Alastair’s Place

Software development, Cocoa, Objective-C, life. Stuff like that.

Why Not Unicode in Identifiers?

Earlier today, Graham Lee linked on Twitter to a piece by Poul-Henning Kamp about the “tyranny of ASCII” in programming language syntax.

Kamp’s contention is that we should be free to use (for instance) “Dentistry symbol light down and horizontal with wave” (U+23C7, ‘⏇’ if your browser has it) as an identifier in a program if we so choose. Or, perhaps more reasonably, Ω₀.

It’s certainly an appealing idea, especially to anyone who has ever attempted to implement a mathematical algorithm, or even an otherwise non-mathematical algorithm that has come from an academic paper (which tend to use mathematical notation).

It is, perhaps, less than obvious what dangers await the unwary in this area; I think by now many people are familiar with the confusability of various glyphs, but perhaps it is not so obvious that e.g. ‘a’ and ‘а’ are in fact entirely different characters (the second is Cyrillic). Nor is it obvious to the uninitiated that ‘é’ differs in any way from ‘é’, or that care must be taken when comparing strings as a result, let alone more problematic character equivalences like ‘ß’ and “sz”/“ss”.

If we are going to propose allowing Unicode in identifiers, then, we need to specify:

  • Which code points are and are not going to be allowed? e.g. Do we allow combining marks? Spacing modified letters? Private use characters?

  • Do we allow bi-directional text? What about embedded bidi? If so, we can support Hebrew and Arabic, but matching identifiers is going to get complicated really quickly (the characters might be in either order, depending on the Unicode bidi rules)

  • Do we allow identifiers to consist of characters from different scripts? For instance, is “аnd” a valid identifier? It isn’t the same as “and”…

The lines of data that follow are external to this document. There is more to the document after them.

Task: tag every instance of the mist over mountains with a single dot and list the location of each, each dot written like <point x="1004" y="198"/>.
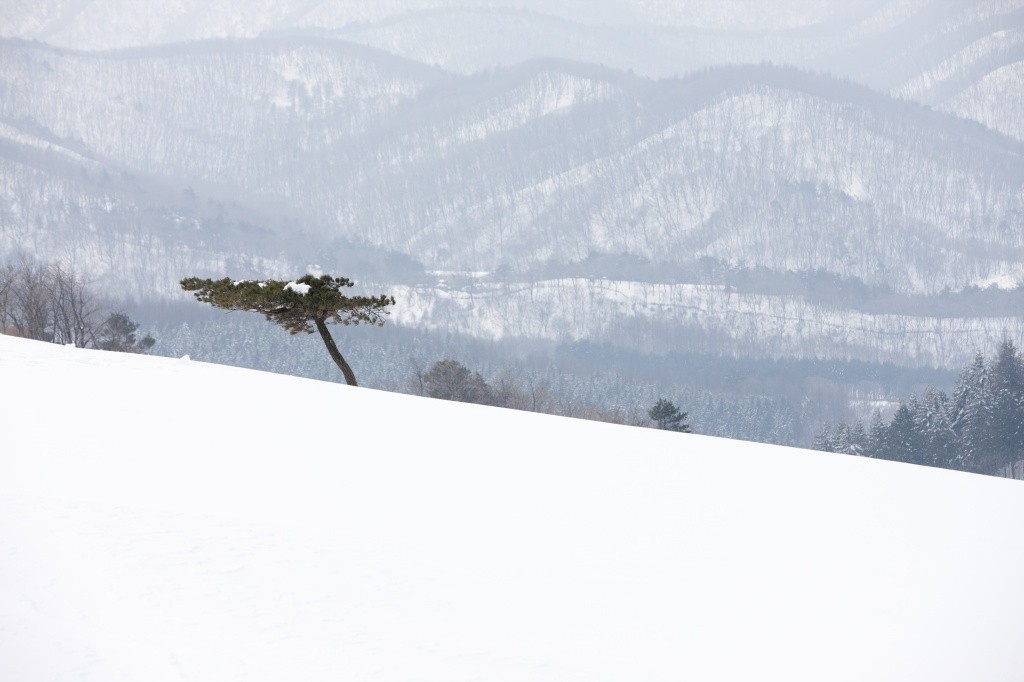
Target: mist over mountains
<point x="800" y="179"/>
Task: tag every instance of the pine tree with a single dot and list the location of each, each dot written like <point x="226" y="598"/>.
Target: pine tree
<point x="902" y="441"/>
<point x="877" y="435"/>
<point x="451" y="380"/>
<point x="1007" y="390"/>
<point x="858" y="439"/>
<point x="842" y="442"/>
<point x="118" y="333"/>
<point x="823" y="440"/>
<point x="938" y="437"/>
<point x="667" y="417"/>
<point x="971" y="418"/>
<point x="302" y="305"/>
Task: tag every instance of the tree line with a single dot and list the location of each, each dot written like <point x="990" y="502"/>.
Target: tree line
<point x="978" y="428"/>
<point x="451" y="380"/>
<point x="51" y="302"/>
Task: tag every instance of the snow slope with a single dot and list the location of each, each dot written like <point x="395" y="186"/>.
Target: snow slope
<point x="164" y="519"/>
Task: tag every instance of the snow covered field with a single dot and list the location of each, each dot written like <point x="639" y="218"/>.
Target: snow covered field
<point x="164" y="519"/>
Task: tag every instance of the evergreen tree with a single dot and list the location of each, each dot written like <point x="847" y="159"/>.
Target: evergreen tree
<point x="971" y="418"/>
<point x="451" y="380"/>
<point x="302" y="305"/>
<point x="667" y="417"/>
<point x="937" y="435"/>
<point x="841" y="441"/>
<point x="858" y="439"/>
<point x="902" y="442"/>
<point x="118" y="333"/>
<point x="1007" y="391"/>
<point x="823" y="440"/>
<point x="877" y="436"/>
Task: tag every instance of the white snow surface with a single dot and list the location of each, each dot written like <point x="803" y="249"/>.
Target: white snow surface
<point x="168" y="520"/>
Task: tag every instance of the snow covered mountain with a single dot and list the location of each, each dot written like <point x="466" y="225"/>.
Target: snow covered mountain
<point x="261" y="157"/>
<point x="176" y="526"/>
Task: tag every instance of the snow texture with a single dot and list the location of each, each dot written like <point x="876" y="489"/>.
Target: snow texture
<point x="134" y="549"/>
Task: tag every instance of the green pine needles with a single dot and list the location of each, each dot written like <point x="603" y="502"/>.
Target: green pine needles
<point x="301" y="305"/>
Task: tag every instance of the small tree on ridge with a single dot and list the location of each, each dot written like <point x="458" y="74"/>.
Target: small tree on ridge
<point x="302" y="305"/>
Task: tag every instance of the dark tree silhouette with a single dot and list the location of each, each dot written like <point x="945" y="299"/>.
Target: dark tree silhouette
<point x="668" y="417"/>
<point x="307" y="303"/>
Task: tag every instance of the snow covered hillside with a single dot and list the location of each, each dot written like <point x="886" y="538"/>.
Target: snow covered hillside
<point x="165" y="519"/>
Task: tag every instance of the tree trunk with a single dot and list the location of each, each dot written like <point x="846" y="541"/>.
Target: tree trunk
<point x="332" y="348"/>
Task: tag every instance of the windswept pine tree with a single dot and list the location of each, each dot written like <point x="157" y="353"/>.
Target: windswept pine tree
<point x="979" y="428"/>
<point x="301" y="305"/>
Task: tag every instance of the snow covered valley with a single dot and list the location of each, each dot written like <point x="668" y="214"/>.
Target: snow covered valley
<point x="167" y="519"/>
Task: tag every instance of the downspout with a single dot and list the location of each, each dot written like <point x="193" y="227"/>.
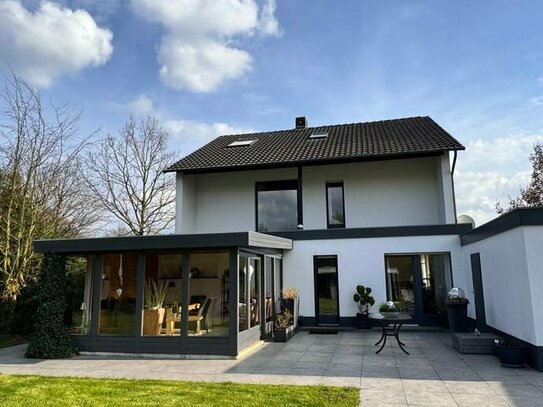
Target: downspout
<point x="300" y="198"/>
<point x="452" y="184"/>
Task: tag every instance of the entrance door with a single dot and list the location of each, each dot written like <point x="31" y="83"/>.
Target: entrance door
<point x="326" y="290"/>
<point x="419" y="283"/>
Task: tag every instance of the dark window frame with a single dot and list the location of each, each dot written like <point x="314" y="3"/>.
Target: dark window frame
<point x="283" y="185"/>
<point x="335" y="184"/>
<point x="318" y="320"/>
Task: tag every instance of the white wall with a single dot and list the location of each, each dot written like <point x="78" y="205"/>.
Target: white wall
<point x="511" y="268"/>
<point x="377" y="193"/>
<point x="360" y="261"/>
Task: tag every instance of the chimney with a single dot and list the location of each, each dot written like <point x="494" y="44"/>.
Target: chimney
<point x="301" y="123"/>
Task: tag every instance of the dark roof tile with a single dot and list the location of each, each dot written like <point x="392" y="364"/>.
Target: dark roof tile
<point x="344" y="142"/>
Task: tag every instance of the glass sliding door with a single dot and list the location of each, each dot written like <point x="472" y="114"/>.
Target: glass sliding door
<point x="419" y="283"/>
<point x="401" y="282"/>
<point x="326" y="290"/>
<point x="249" y="292"/>
<point x="436" y="282"/>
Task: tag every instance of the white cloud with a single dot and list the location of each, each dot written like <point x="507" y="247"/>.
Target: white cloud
<point x="268" y="22"/>
<point x="51" y="42"/>
<point x="197" y="52"/>
<point x="490" y="171"/>
<point x="199" y="66"/>
<point x="142" y="106"/>
<point x="187" y="135"/>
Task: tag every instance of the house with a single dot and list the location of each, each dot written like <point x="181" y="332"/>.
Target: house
<point x="321" y="209"/>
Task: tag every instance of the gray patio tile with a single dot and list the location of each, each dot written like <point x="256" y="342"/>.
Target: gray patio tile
<point x="480" y="400"/>
<point x="322" y="358"/>
<point x="390" y="372"/>
<point x="309" y="368"/>
<point x="430" y="399"/>
<point x="430" y="386"/>
<point x="503" y="377"/>
<point x="338" y="369"/>
<point x="350" y="349"/>
<point x="379" y="383"/>
<point x="405" y="360"/>
<point x="418" y="372"/>
<point x="469" y="387"/>
<point x="382" y="397"/>
<point x="516" y="389"/>
<point x="329" y="348"/>
<point x="524" y="401"/>
<point x="379" y="360"/>
<point x="347" y="359"/>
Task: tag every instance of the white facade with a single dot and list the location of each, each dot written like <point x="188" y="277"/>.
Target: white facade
<point x="512" y="274"/>
<point x="416" y="191"/>
<point x="361" y="261"/>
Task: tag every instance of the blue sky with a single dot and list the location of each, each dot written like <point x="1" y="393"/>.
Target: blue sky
<point x="210" y="67"/>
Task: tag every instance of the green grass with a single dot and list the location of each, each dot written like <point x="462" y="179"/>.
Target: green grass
<point x="10" y="340"/>
<point x="63" y="391"/>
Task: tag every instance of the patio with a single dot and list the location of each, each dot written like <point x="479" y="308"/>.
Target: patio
<point x="434" y="373"/>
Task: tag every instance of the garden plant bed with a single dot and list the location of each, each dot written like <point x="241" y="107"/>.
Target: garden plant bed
<point x="62" y="391"/>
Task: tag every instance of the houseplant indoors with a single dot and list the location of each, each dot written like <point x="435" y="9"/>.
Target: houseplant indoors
<point x="364" y="300"/>
<point x="153" y="314"/>
<point x="290" y="300"/>
<point x="283" y="328"/>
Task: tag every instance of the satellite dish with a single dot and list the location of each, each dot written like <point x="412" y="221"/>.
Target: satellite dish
<point x="465" y="219"/>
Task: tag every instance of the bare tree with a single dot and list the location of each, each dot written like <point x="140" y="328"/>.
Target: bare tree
<point x="532" y="195"/>
<point x="39" y="172"/>
<point x="125" y="174"/>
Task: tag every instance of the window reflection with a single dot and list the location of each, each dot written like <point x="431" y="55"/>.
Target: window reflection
<point x="277" y="204"/>
<point x="118" y="294"/>
<point x="209" y="294"/>
<point x="162" y="295"/>
<point x="335" y="204"/>
<point x="78" y="295"/>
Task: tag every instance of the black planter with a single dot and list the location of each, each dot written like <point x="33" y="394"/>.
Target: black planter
<point x="362" y="321"/>
<point x="284" y="334"/>
<point x="293" y="305"/>
<point x="510" y="355"/>
<point x="458" y="316"/>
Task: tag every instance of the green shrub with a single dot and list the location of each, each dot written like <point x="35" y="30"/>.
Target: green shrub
<point x="50" y="339"/>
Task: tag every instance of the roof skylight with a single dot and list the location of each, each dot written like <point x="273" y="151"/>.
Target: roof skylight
<point x="241" y="143"/>
<point x="318" y="134"/>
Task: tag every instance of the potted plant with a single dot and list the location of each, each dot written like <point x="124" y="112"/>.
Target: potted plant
<point x="457" y="310"/>
<point x="364" y="300"/>
<point x="389" y="309"/>
<point x="283" y="328"/>
<point x="290" y="300"/>
<point x="510" y="352"/>
<point x="153" y="314"/>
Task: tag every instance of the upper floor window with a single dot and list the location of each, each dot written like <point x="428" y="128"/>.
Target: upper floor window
<point x="335" y="206"/>
<point x="277" y="205"/>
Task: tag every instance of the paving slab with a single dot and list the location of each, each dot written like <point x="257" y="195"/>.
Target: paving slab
<point x="434" y="373"/>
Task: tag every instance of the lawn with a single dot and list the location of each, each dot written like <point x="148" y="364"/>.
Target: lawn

  • How are the compiler and linker going to determine a symbol table match? Does “æ” match “ae”? Does “ï” match “i”? What about “ß” and “ss”?

  • What about the system linker (probably most important on systems with dynamic linking support)? Name mangling might be a solution, but we get exactly one chance to get that right before creating ABI compatibility problems. C++ didn’t do so well at that, as I recall.

Additionally, because different people have different fonts on their systems and not all code points necessarily have glyphs in all of (or even any of) those fonts, we perhaps need to think what will happen if a developer opens a source file on a machine that is lacking some glyphs that are needed to render an identifier. How is that displayed to them? Is it just a matter for their text-editor? Maybe so, but until text editors have a good way to deal with this situation, it’s potentially a bigger problem for the developer themselves.

Another concern is that, particularly in the case of Arabic, Indic and Far-Eastern languages, just typing “characters” on your keyboard can be quite an involved process. Certainly speakers of those languages may be familiar with the input methods they need to use, but that is not true generally, and if we permit identifiers containing such characters we risk fragmenting the developer community along natural language boundaries — people will write code that can only easily be used by a native user of their particular script. ASCII may be a poor subset of Unicode, but it’s very unlikely that any computer user anywhere on the planet is unable to type the majority of its characters. Unlike (say) allowing CJK characters in code, which means that anyone unfamiliar with the script will be relegated to using Cut and Paste (it isn’t even feasible in that particular case to attempt to locate the character by looking through a Unicode character palette — there are many thousands of different CJK characters).

Even if we restrict ourselves to (say) Latin characters plus accents, there’s still plenty of potential for confusion; just look at ‘ë’ and ‘e̎’ or ‘ç’, ‘c̡’, ‘c̦’.

For my money, then, allowing arbitrary Unicode identifiers is a mistake. I have nothing against the use of arbitrary Unicode in comments and string constants, but in the core syntax of a programming language more care is necessary in order to avoid creating problems.

Of course, some people retort that the issues I raise could be addressed by means of policies of individual projects. That’s true to a degree, though it still invites fragmentation of the developer community (which, I contend, is highly undesirable), and it doesn’t really address problems such as that of deciding on the equivalence of different characters/identifiers.

Personally, while I’m in favour, in principle, of expanding the set of characters we allow in programming languages, I think it needs to be done carefully and with considerable thought.